Security nightmare at Discord: customer data at risk from third parties!

Security nightmare at Discord: customer data at risk from third parties!

Discord has disclosed a security incident that occurred through a third-party customer service provider. The company's data security was undermined, although Discord's internal systems themselves were not affected. Crypto News reports that unauthorized parties have gained access to user data collected through queries to customer service or trust and safety teams.

The compromised information includes, but is not limited to, contact details, limited billing information and ID images of affected users. Specifically, names, Discord usernames, email addresses, IP addresses and some other personal information were exposed. Critically, hackers also accessed limited payment information, such as the last four digits of credit cards and purchase history.

Details about the incident

The attackers were only able to access information related to customer requests. Messages or activities that went beyond the range of support remained unaffected. Discord immediately revoked the affected third party's access to its ticketing system and initiated an investigation in collaboration with a computer forensics firm and law enforcement. Affected users will be informed of the incident by email, while official communications will not be made by telephone.

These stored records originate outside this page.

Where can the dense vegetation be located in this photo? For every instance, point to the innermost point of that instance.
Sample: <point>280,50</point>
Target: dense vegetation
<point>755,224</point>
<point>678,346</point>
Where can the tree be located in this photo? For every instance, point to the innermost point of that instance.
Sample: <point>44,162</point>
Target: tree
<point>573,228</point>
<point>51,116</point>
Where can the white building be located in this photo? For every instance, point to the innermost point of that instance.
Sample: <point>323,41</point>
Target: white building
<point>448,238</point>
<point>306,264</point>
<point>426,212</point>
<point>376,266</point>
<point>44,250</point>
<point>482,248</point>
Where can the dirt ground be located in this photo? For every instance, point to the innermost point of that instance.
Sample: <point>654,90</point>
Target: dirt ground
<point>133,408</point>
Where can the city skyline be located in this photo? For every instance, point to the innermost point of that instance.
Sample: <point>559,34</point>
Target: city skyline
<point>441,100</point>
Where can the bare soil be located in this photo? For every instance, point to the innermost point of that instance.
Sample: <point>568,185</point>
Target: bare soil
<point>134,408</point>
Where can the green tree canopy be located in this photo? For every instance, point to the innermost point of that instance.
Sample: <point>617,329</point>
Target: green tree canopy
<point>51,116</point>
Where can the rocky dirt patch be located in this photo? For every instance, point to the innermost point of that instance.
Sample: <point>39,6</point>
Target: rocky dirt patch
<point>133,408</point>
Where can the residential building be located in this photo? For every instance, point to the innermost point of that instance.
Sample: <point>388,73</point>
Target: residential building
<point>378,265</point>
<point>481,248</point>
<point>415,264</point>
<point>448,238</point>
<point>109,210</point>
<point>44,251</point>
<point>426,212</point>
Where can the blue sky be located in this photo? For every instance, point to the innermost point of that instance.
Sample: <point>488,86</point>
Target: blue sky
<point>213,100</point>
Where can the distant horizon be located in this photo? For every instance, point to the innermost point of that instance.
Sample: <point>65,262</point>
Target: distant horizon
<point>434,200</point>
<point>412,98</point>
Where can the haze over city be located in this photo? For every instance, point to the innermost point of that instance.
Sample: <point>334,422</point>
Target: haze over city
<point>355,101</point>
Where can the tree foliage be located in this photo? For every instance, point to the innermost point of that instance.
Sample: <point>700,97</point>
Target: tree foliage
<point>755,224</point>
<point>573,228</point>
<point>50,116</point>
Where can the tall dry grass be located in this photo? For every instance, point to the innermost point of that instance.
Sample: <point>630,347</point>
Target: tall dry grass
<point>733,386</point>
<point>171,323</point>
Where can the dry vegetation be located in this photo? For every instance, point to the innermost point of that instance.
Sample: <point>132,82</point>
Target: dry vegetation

Additionally, the report states that no full credit card numbers, CCV codes, passwords or authentication credentials are affected. This means that the safety of users in this area was not jeopardized. In light of this incident, Discord has also notified relevant data protection authorities and announced comprehensive reviews of third-party threat detection systems and security controls.

Recommendations for affected users

Users whose data may have been compromised should be particularly cautious and watch out for phishing attempts. Discord's official communication will clearly occur via email, and it is recommended to review all messages to confirm authenticity.

In summary, this incident highlights the challenges organizations face when securing data through third-party providers. Discord plans to conduct more frequent audits of third-party systems to ensure security and privacy standards. This could be crucial to maintaining user trust in the platform in the long term.